Cannibal Women in the Avocado Jungle of Death is a comedy, and while it didn’t really make me laugh out loud, I did find it very amusing. It’s a bit stuck in its time as any topical satire would be, and as I was only eight when this came out, I’m not completely well versed in the political climate of the day. I know enough to get most of the jokes, but even still it’s remains amusing and not howl-inducing. I did laugh out loud once, though, during the “Palm Springs hippo” attack. The name really got me, but I also enjoyed that the entire attack consisted of everyone on the boat screaming, some gunshots and a bunch of wild hippo sound effects. It never cuts away, not even to hippo stock footage, and I found this to be quite funny.

Now before everyone simply writes this movie off as another shitty B-Movie in this Full Moon series of mine, we must take a quick peek at the filmography of the writer/director J.F. Lawton. Cannibal Women in the Avocado Jungle of Death was his début film, which he followed with another comedy starring his friend Bill Maher, Pizza Man. After that he sold his first major script, which was filmed as Pretty Woman, and then later he went on to give the world the best Steven Seagal movie, Under Siege, and its mediocre sequel. This is yet another instance of B-Movies giving a leg up to a budding talent, and even though Lawton’s filmography is nothing truly great from an artistic standpoint, no action fan can argue against Under Siege being fucking awesome. So before you take shots at this film, think about a world without Under Siege. Think about it… OK, don’t think about it too much, it’s a dire enough world as it is without imagining our cinematic greats never being made.

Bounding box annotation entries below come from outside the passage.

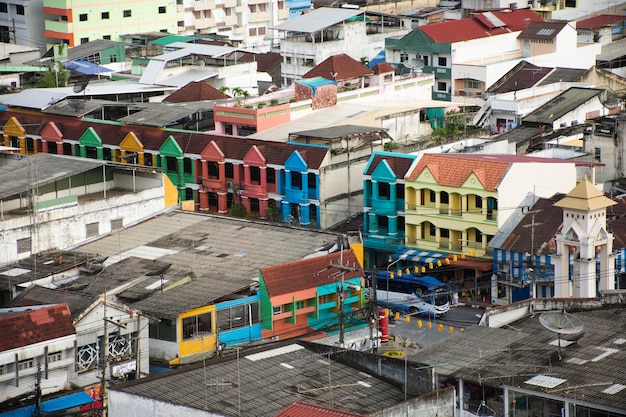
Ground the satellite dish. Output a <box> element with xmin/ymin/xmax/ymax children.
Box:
<box><xmin>539</xmin><ymin>310</ymin><xmax>585</xmax><ymax>360</ymax></box>
<box><xmin>67</xmin><ymin>99</ymin><xmax>85</xmax><ymax>111</ymax></box>
<box><xmin>72</xmin><ymin>75</ymin><xmax>89</xmax><ymax>94</ymax></box>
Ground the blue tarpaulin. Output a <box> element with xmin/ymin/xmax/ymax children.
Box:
<box><xmin>0</xmin><ymin>391</ymin><xmax>94</xmax><ymax>417</ymax></box>
<box><xmin>296</xmin><ymin>77</ymin><xmax>337</xmax><ymax>95</ymax></box>
<box><xmin>370</xmin><ymin>49</ymin><xmax>385</xmax><ymax>69</ymax></box>
<box><xmin>63</xmin><ymin>59</ymin><xmax>113</xmax><ymax>75</ymax></box>
<box><xmin>390</xmin><ymin>248</ymin><xmax>448</xmax><ymax>264</ymax></box>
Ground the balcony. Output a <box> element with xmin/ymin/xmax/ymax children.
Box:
<box><xmin>44</xmin><ymin>20</ymin><xmax>72</xmax><ymax>33</ymax></box>
<box><xmin>43</xmin><ymin>0</ymin><xmax>73</xmax><ymax>10</ymax></box>
<box><xmin>372</xmin><ymin>198</ymin><xmax>397</xmax><ymax>214</ymax></box>
<box><xmin>431</xmin><ymin>90</ymin><xmax>452</xmax><ymax>101</ymax></box>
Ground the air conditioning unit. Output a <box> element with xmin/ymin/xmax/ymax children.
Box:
<box><xmin>498</xmin><ymin>262</ymin><xmax>511</xmax><ymax>273</ymax></box>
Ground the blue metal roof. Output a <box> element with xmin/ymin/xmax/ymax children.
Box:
<box><xmin>0</xmin><ymin>391</ymin><xmax>94</xmax><ymax>417</ymax></box>
<box><xmin>63</xmin><ymin>59</ymin><xmax>113</xmax><ymax>75</ymax></box>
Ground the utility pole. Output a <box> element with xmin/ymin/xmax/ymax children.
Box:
<box><xmin>100</xmin><ymin>291</ymin><xmax>109</xmax><ymax>417</ymax></box>
<box><xmin>522</xmin><ymin>210</ymin><xmax>543</xmax><ymax>298</ymax></box>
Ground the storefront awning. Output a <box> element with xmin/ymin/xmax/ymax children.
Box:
<box><xmin>392</xmin><ymin>248</ymin><xmax>451</xmax><ymax>264</ymax></box>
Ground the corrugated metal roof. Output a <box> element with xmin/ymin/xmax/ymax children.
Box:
<box><xmin>0</xmin><ymin>88</ymin><xmax>70</xmax><ymax>110</ymax></box>
<box><xmin>76</xmin><ymin>212</ymin><xmax>344</xmax><ymax>317</ymax></box>
<box><xmin>273</xmin><ymin>7</ymin><xmax>364</xmax><ymax>33</ymax></box>
<box><xmin>111</xmin><ymin>343</ymin><xmax>404</xmax><ymax>416</ymax></box>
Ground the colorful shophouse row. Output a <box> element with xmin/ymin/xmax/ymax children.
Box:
<box><xmin>0</xmin><ymin>111</ymin><xmax>330</xmax><ymax>228</ymax></box>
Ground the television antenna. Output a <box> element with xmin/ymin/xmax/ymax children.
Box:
<box><xmin>402</xmin><ymin>58</ymin><xmax>424</xmax><ymax>77</ymax></box>
<box><xmin>539</xmin><ymin>310</ymin><xmax>584</xmax><ymax>360</ymax></box>
<box><xmin>66</xmin><ymin>73</ymin><xmax>89</xmax><ymax>111</ymax></box>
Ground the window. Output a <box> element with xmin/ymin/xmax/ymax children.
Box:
<box><xmin>463</xmin><ymin>80</ymin><xmax>480</xmax><ymax>89</ymax></box>
<box><xmin>85</xmin><ymin>223</ymin><xmax>100</xmax><ymax>238</ymax></box>
<box><xmin>165</xmin><ymin>156</ymin><xmax>178</xmax><ymax>172</ymax></box>
<box><xmin>378</xmin><ymin>182</ymin><xmax>391</xmax><ymax>200</ymax></box>
<box><xmin>183</xmin><ymin>158</ymin><xmax>193</xmax><ymax>174</ymax></box>
<box><xmin>183</xmin><ymin>313</ymin><xmax>213</xmax><ymax>340</ymax></box>
<box><xmin>111</xmin><ymin>219</ymin><xmax>124</xmax><ymax>231</ymax></box>
<box><xmin>250</xmin><ymin>167</ymin><xmax>261</xmax><ymax>184</ymax></box>
<box><xmin>224</xmin><ymin>162</ymin><xmax>235</xmax><ymax>178</ymax></box>
<box><xmin>217</xmin><ymin>302</ymin><xmax>261</xmax><ymax>331</ymax></box>
<box><xmin>17</xmin><ymin>359</ymin><xmax>35</xmax><ymax>371</ymax></box>
<box><xmin>291</xmin><ymin>172</ymin><xmax>302</xmax><ymax>190</ymax></box>
<box><xmin>265</xmin><ymin>168</ymin><xmax>276</xmax><ymax>184</ymax></box>
<box><xmin>17</xmin><ymin>237</ymin><xmax>30</xmax><ymax>253</ymax></box>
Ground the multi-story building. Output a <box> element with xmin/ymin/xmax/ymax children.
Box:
<box><xmin>405</xmin><ymin>154</ymin><xmax>577</xmax><ymax>284</ymax></box>
<box><xmin>0</xmin><ymin>0</ymin><xmax>46</xmax><ymax>48</ymax></box>
<box><xmin>385</xmin><ymin>9</ymin><xmax>600</xmax><ymax>100</ymax></box>
<box><xmin>363</xmin><ymin>151</ymin><xmax>417</xmax><ymax>268</ymax></box>
<box><xmin>0</xmin><ymin>304</ymin><xmax>77</xmax><ymax>403</ymax></box>
<box><xmin>259</xmin><ymin>250</ymin><xmax>365</xmax><ymax>342</ymax></box>
<box><xmin>43</xmin><ymin>0</ymin><xmax>179</xmax><ymax>46</ymax></box>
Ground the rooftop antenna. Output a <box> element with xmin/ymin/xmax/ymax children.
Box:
<box><xmin>402</xmin><ymin>58</ymin><xmax>424</xmax><ymax>78</ymax></box>
<box><xmin>539</xmin><ymin>310</ymin><xmax>584</xmax><ymax>360</ymax></box>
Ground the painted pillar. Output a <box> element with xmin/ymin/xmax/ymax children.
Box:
<box><xmin>217</xmin><ymin>161</ymin><xmax>228</xmax><ymax>214</ymax></box>
<box><xmin>198</xmin><ymin>187</ymin><xmax>209</xmax><ymax>211</ymax></box>
<box><xmin>259</xmin><ymin>167</ymin><xmax>267</xmax><ymax>191</ymax></box>
<box><xmin>300</xmin><ymin>204</ymin><xmax>311</xmax><ymax>226</ymax></box>
<box><xmin>387</xmin><ymin>216</ymin><xmax>398</xmax><ymax>239</ymax></box>
<box><xmin>300</xmin><ymin>172</ymin><xmax>309</xmax><ymax>204</ymax></box>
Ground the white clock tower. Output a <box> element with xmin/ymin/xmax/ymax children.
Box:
<box><xmin>554</xmin><ymin>177</ymin><xmax>617</xmax><ymax>298</ymax></box>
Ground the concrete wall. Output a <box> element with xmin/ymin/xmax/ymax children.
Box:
<box><xmin>108</xmin><ymin>387</ymin><xmax>223</xmax><ymax>417</ymax></box>
<box><xmin>498</xmin><ymin>162</ymin><xmax>576</xmax><ymax>227</ymax></box>
<box><xmin>371</xmin><ymin>387</ymin><xmax>456</xmax><ymax>417</ymax></box>
<box><xmin>0</xmin><ymin>175</ymin><xmax>165</xmax><ymax>264</ymax></box>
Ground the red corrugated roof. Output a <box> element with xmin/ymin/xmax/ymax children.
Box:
<box><xmin>302</xmin><ymin>54</ymin><xmax>374</xmax><ymax>81</ymax></box>
<box><xmin>0</xmin><ymin>110</ymin><xmax>328</xmax><ymax>169</ymax></box>
<box><xmin>419</xmin><ymin>9</ymin><xmax>544</xmax><ymax>43</ymax></box>
<box><xmin>274</xmin><ymin>401</ymin><xmax>366</xmax><ymax>417</ymax></box>
<box><xmin>261</xmin><ymin>250</ymin><xmax>363</xmax><ymax>297</ymax></box>
<box><xmin>0</xmin><ymin>304</ymin><xmax>76</xmax><ymax>352</ymax></box>
<box><xmin>576</xmin><ymin>14</ymin><xmax>626</xmax><ymax>29</ymax></box>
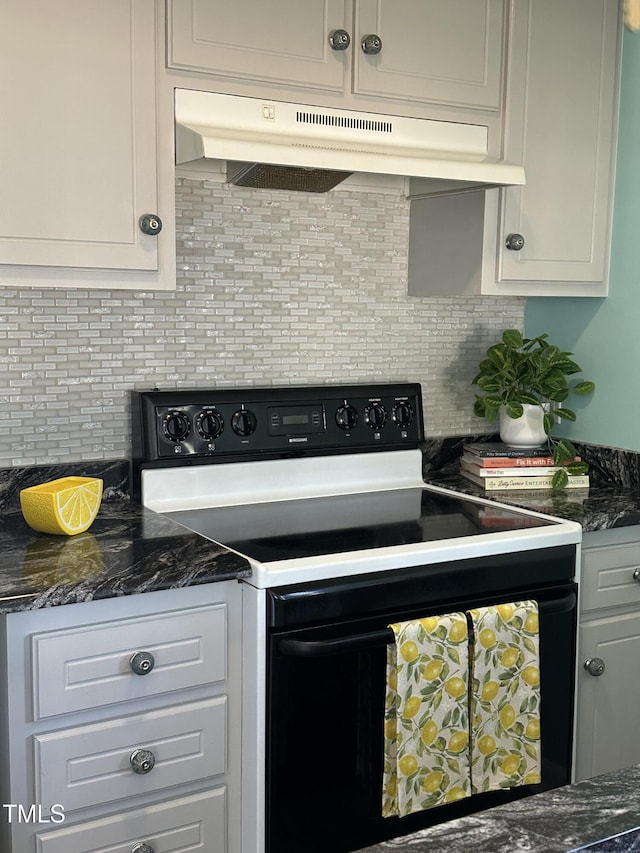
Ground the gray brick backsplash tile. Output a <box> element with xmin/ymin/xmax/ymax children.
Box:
<box><xmin>0</xmin><ymin>177</ymin><xmax>525</xmax><ymax>466</ymax></box>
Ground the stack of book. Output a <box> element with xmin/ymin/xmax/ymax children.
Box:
<box><xmin>460</xmin><ymin>442</ymin><xmax>589</xmax><ymax>492</ymax></box>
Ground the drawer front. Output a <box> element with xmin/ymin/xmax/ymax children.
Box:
<box><xmin>581</xmin><ymin>544</ymin><xmax>640</xmax><ymax>611</ymax></box>
<box><xmin>31</xmin><ymin>604</ymin><xmax>227</xmax><ymax>720</ymax></box>
<box><xmin>36</xmin><ymin>787</ymin><xmax>227</xmax><ymax>853</ymax></box>
<box><xmin>33</xmin><ymin>696</ymin><xmax>227</xmax><ymax>812</ymax></box>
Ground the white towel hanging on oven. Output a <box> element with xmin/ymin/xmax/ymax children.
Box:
<box><xmin>382</xmin><ymin>601</ymin><xmax>542</xmax><ymax>817</ymax></box>
<box><xmin>382</xmin><ymin>613</ymin><xmax>471</xmax><ymax>817</ymax></box>
<box><xmin>469</xmin><ymin>601</ymin><xmax>542</xmax><ymax>794</ymax></box>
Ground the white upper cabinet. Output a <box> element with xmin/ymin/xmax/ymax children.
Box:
<box><xmin>168</xmin><ymin>0</ymin><xmax>506</xmax><ymax>121</ymax></box>
<box><xmin>353</xmin><ymin>0</ymin><xmax>505</xmax><ymax>110</ymax></box>
<box><xmin>483</xmin><ymin>0</ymin><xmax>621</xmax><ymax>296</ymax></box>
<box><xmin>409</xmin><ymin>0</ymin><xmax>622</xmax><ymax>296</ymax></box>
<box><xmin>168</xmin><ymin>0</ymin><xmax>350</xmax><ymax>92</ymax></box>
<box><xmin>0</xmin><ymin>0</ymin><xmax>175</xmax><ymax>288</ymax></box>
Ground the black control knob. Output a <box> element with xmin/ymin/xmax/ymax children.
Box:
<box><xmin>196</xmin><ymin>409</ymin><xmax>224</xmax><ymax>440</ymax></box>
<box><xmin>231</xmin><ymin>409</ymin><xmax>258</xmax><ymax>435</ymax></box>
<box><xmin>162</xmin><ymin>411</ymin><xmax>191</xmax><ymax>441</ymax></box>
<box><xmin>336</xmin><ymin>403</ymin><xmax>358</xmax><ymax>430</ymax></box>
<box><xmin>364</xmin><ymin>403</ymin><xmax>387</xmax><ymax>429</ymax></box>
<box><xmin>393</xmin><ymin>403</ymin><xmax>414</xmax><ymax>429</ymax></box>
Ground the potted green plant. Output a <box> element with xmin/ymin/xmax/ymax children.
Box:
<box><xmin>472</xmin><ymin>329</ymin><xmax>595</xmax><ymax>489</ymax></box>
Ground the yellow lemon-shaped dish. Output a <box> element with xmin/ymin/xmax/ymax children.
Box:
<box><xmin>20</xmin><ymin>477</ymin><xmax>102</xmax><ymax>536</ymax></box>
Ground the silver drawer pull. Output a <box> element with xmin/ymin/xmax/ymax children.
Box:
<box><xmin>583</xmin><ymin>658</ymin><xmax>605</xmax><ymax>677</ymax></box>
<box><xmin>129</xmin><ymin>749</ymin><xmax>156</xmax><ymax>775</ymax></box>
<box><xmin>129</xmin><ymin>652</ymin><xmax>156</xmax><ymax>675</ymax></box>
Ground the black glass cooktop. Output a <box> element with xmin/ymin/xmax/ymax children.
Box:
<box><xmin>167</xmin><ymin>487</ymin><xmax>555</xmax><ymax>563</ymax></box>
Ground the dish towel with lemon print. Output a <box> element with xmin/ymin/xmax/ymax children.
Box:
<box><xmin>382</xmin><ymin>613</ymin><xmax>471</xmax><ymax>817</ymax></box>
<box><xmin>382</xmin><ymin>601</ymin><xmax>541</xmax><ymax>817</ymax></box>
<box><xmin>469</xmin><ymin>601</ymin><xmax>541</xmax><ymax>794</ymax></box>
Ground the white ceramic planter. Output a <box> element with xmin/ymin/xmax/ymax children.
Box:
<box><xmin>500</xmin><ymin>403</ymin><xmax>547</xmax><ymax>447</ymax></box>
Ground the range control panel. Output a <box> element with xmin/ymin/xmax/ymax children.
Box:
<box><xmin>132</xmin><ymin>383</ymin><xmax>424</xmax><ymax>464</ymax></box>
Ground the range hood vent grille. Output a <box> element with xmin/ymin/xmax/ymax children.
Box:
<box><xmin>227</xmin><ymin>163</ymin><xmax>353</xmax><ymax>193</ymax></box>
<box><xmin>296</xmin><ymin>110</ymin><xmax>393</xmax><ymax>133</ymax></box>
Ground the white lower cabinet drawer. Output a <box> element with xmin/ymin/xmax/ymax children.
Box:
<box><xmin>33</xmin><ymin>696</ymin><xmax>227</xmax><ymax>812</ymax></box>
<box><xmin>31</xmin><ymin>603</ymin><xmax>227</xmax><ymax>720</ymax></box>
<box><xmin>36</xmin><ymin>786</ymin><xmax>227</xmax><ymax>853</ymax></box>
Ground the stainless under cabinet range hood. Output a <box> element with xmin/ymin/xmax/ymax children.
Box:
<box><xmin>175</xmin><ymin>89</ymin><xmax>525</xmax><ymax>194</ymax></box>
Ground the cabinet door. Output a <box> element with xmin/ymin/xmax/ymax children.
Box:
<box><xmin>36</xmin><ymin>786</ymin><xmax>227</xmax><ymax>853</ymax></box>
<box><xmin>0</xmin><ymin>0</ymin><xmax>158</xmax><ymax>272</ymax></box>
<box><xmin>576</xmin><ymin>613</ymin><xmax>640</xmax><ymax>780</ymax></box>
<box><xmin>486</xmin><ymin>0</ymin><xmax>620</xmax><ymax>296</ymax></box>
<box><xmin>168</xmin><ymin>0</ymin><xmax>353</xmax><ymax>92</ymax></box>
<box><xmin>30</xmin><ymin>696</ymin><xmax>228</xmax><ymax>812</ymax></box>
<box><xmin>353</xmin><ymin>0</ymin><xmax>505</xmax><ymax>110</ymax></box>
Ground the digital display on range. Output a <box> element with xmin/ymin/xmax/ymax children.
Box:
<box><xmin>282</xmin><ymin>415</ymin><xmax>310</xmax><ymax>426</ymax></box>
<box><xmin>268</xmin><ymin>405</ymin><xmax>324</xmax><ymax>435</ymax></box>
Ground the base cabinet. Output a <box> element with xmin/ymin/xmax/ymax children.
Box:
<box><xmin>0</xmin><ymin>581</ymin><xmax>242</xmax><ymax>853</ymax></box>
<box><xmin>36</xmin><ymin>787</ymin><xmax>226</xmax><ymax>853</ymax></box>
<box><xmin>575</xmin><ymin>527</ymin><xmax>640</xmax><ymax>781</ymax></box>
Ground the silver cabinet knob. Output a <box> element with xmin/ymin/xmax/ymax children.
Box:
<box><xmin>583</xmin><ymin>658</ymin><xmax>605</xmax><ymax>677</ymax></box>
<box><xmin>329</xmin><ymin>30</ymin><xmax>351</xmax><ymax>50</ymax></box>
<box><xmin>360</xmin><ymin>33</ymin><xmax>382</xmax><ymax>56</ymax></box>
<box><xmin>129</xmin><ymin>652</ymin><xmax>156</xmax><ymax>675</ymax></box>
<box><xmin>138</xmin><ymin>213</ymin><xmax>162</xmax><ymax>237</ymax></box>
<box><xmin>505</xmin><ymin>234</ymin><xmax>524</xmax><ymax>252</ymax></box>
<box><xmin>129</xmin><ymin>749</ymin><xmax>156</xmax><ymax>776</ymax></box>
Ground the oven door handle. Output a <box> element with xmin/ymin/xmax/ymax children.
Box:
<box><xmin>278</xmin><ymin>589</ymin><xmax>576</xmax><ymax>658</ymax></box>
<box><xmin>278</xmin><ymin>628</ymin><xmax>395</xmax><ymax>658</ymax></box>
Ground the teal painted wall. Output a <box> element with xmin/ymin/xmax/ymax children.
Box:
<box><xmin>525</xmin><ymin>31</ymin><xmax>640</xmax><ymax>450</ymax></box>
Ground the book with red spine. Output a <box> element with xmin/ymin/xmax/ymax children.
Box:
<box><xmin>460</xmin><ymin>456</ymin><xmax>576</xmax><ymax>477</ymax></box>
<box><xmin>462</xmin><ymin>452</ymin><xmax>580</xmax><ymax>468</ymax></box>
<box><xmin>463</xmin><ymin>441</ymin><xmax>553</xmax><ymax>459</ymax></box>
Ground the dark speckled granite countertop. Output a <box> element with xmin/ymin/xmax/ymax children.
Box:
<box><xmin>360</xmin><ymin>767</ymin><xmax>640</xmax><ymax>853</ymax></box>
<box><xmin>423</xmin><ymin>435</ymin><xmax>640</xmax><ymax>533</ymax></box>
<box><xmin>0</xmin><ymin>435</ymin><xmax>640</xmax><ymax>613</ymax></box>
<box><xmin>0</xmin><ymin>462</ymin><xmax>251</xmax><ymax>613</ymax></box>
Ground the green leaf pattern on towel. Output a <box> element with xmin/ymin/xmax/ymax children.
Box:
<box><xmin>382</xmin><ymin>613</ymin><xmax>471</xmax><ymax>817</ymax></box>
<box><xmin>469</xmin><ymin>601</ymin><xmax>541</xmax><ymax>793</ymax></box>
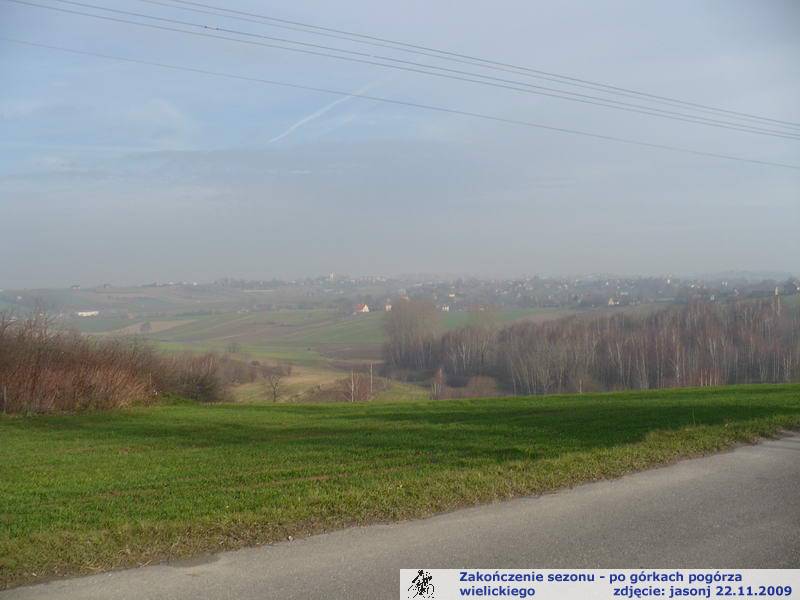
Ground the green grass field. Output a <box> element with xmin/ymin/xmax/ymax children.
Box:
<box><xmin>0</xmin><ymin>385</ymin><xmax>800</xmax><ymax>586</ymax></box>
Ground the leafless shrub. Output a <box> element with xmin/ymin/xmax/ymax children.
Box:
<box><xmin>0</xmin><ymin>312</ymin><xmax>258</xmax><ymax>413</ymax></box>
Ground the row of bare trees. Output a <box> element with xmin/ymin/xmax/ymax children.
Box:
<box><xmin>387</xmin><ymin>298</ymin><xmax>800</xmax><ymax>394</ymax></box>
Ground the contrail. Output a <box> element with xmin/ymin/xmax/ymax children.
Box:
<box><xmin>267</xmin><ymin>81</ymin><xmax>377</xmax><ymax>144</ymax></box>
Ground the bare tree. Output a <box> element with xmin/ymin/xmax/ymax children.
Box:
<box><xmin>265</xmin><ymin>369</ymin><xmax>285</xmax><ymax>402</ymax></box>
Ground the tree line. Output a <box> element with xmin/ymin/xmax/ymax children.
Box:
<box><xmin>384</xmin><ymin>297</ymin><xmax>800</xmax><ymax>394</ymax></box>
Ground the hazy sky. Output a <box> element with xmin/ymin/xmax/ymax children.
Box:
<box><xmin>0</xmin><ymin>0</ymin><xmax>800</xmax><ymax>287</ymax></box>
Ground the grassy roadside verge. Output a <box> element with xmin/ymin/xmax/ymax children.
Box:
<box><xmin>0</xmin><ymin>385</ymin><xmax>800</xmax><ymax>587</ymax></box>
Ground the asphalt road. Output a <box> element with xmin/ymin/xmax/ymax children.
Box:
<box><xmin>6</xmin><ymin>435</ymin><xmax>800</xmax><ymax>600</ymax></box>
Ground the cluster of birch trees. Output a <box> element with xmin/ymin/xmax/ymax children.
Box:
<box><xmin>387</xmin><ymin>297</ymin><xmax>800</xmax><ymax>394</ymax></box>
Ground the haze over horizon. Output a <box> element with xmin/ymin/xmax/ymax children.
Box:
<box><xmin>0</xmin><ymin>0</ymin><xmax>800</xmax><ymax>288</ymax></box>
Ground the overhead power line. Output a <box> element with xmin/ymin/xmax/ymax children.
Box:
<box><xmin>7</xmin><ymin>0</ymin><xmax>800</xmax><ymax>140</ymax></box>
<box><xmin>139</xmin><ymin>0</ymin><xmax>800</xmax><ymax>128</ymax></box>
<box><xmin>0</xmin><ymin>37</ymin><xmax>800</xmax><ymax>171</ymax></box>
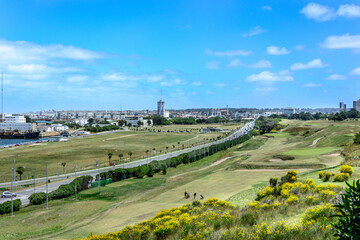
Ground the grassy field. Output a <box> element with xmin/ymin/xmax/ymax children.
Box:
<box><xmin>0</xmin><ymin>124</ymin><xmax>241</xmax><ymax>182</ymax></box>
<box><xmin>0</xmin><ymin>120</ymin><xmax>360</xmax><ymax>239</ymax></box>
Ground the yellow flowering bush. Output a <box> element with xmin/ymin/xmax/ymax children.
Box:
<box><xmin>286</xmin><ymin>194</ymin><xmax>299</xmax><ymax>204</ymax></box>
<box><xmin>340</xmin><ymin>165</ymin><xmax>353</xmax><ymax>176</ymax></box>
<box><xmin>334</xmin><ymin>173</ymin><xmax>350</xmax><ymax>182</ymax></box>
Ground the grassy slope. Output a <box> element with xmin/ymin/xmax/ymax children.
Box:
<box><xmin>0</xmin><ymin>121</ymin><xmax>360</xmax><ymax>239</ymax></box>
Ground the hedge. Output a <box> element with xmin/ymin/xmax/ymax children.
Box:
<box><xmin>0</xmin><ymin>199</ymin><xmax>21</xmax><ymax>215</ymax></box>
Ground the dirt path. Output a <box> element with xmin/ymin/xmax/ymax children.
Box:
<box><xmin>169</xmin><ymin>154</ymin><xmax>242</xmax><ymax>179</ymax></box>
<box><xmin>103</xmin><ymin>134</ymin><xmax>136</xmax><ymax>142</ymax></box>
<box><xmin>235</xmin><ymin>168</ymin><xmax>314</xmax><ymax>172</ymax></box>
<box><xmin>310</xmin><ymin>137</ymin><xmax>323</xmax><ymax>147</ymax></box>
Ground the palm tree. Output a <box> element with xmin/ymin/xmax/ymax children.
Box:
<box><xmin>61</xmin><ymin>162</ymin><xmax>66</xmax><ymax>173</ymax></box>
<box><xmin>16</xmin><ymin>166</ymin><xmax>25</xmax><ymax>181</ymax></box>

As this is a satire, the jokes are mostly referential as I mentioned above, and one of these moments was especially inspired. Bill Maher and his caravan have met up with an emasculated tribe of men called the Donahues (after ’80s talk show host Phil Donahue) who spend all day knitting potholders and cooking wonderful meals. As Bill Maher is playing a virile man’s man who loves to pick up hot women and give them rides in his Vette, he can’t stand to see men live like this. So he busts open a case of Milwaukee’s Best and holds one out to their leader. The man looks up at the shiny aluminum can from his low place of groveling on the dirt floor. He slowly reaches out to touch its shiny surface and an almost familiar song begins to play. If this were a big-budget movie, you might hear Strauss’ Also sprach Zarathustra, but this is a Full Moon financed movie, so the composer Carl Dante instead came up with a similar track that he titled 2000 1/2. It’s brilliant, and it’s this kind of spirit that makes me love the inventiveness of B-Movies.

Cannibal Women in the Avocado Jungle of Death isn’t anything spectacular, but it is amusing and quite entertaining overall if you’re into pure camp B-Movies. I’m a Bill Maher fan as well, so I had that going for me. In addition to skewering Apocalypse Now and Indiana Jones, there’s a number of ’80s pop culture references that I’m sure anyone who remembers the ’80s will get a kick out of. And as this is also a cannibal movie, of course there’s the requisite “cannibals are making soup out of one of the characters while he thinks they’re just treating him to a wonderful hot bath” scene. As many times as I see one of those scenes, for some reason I never tire of them.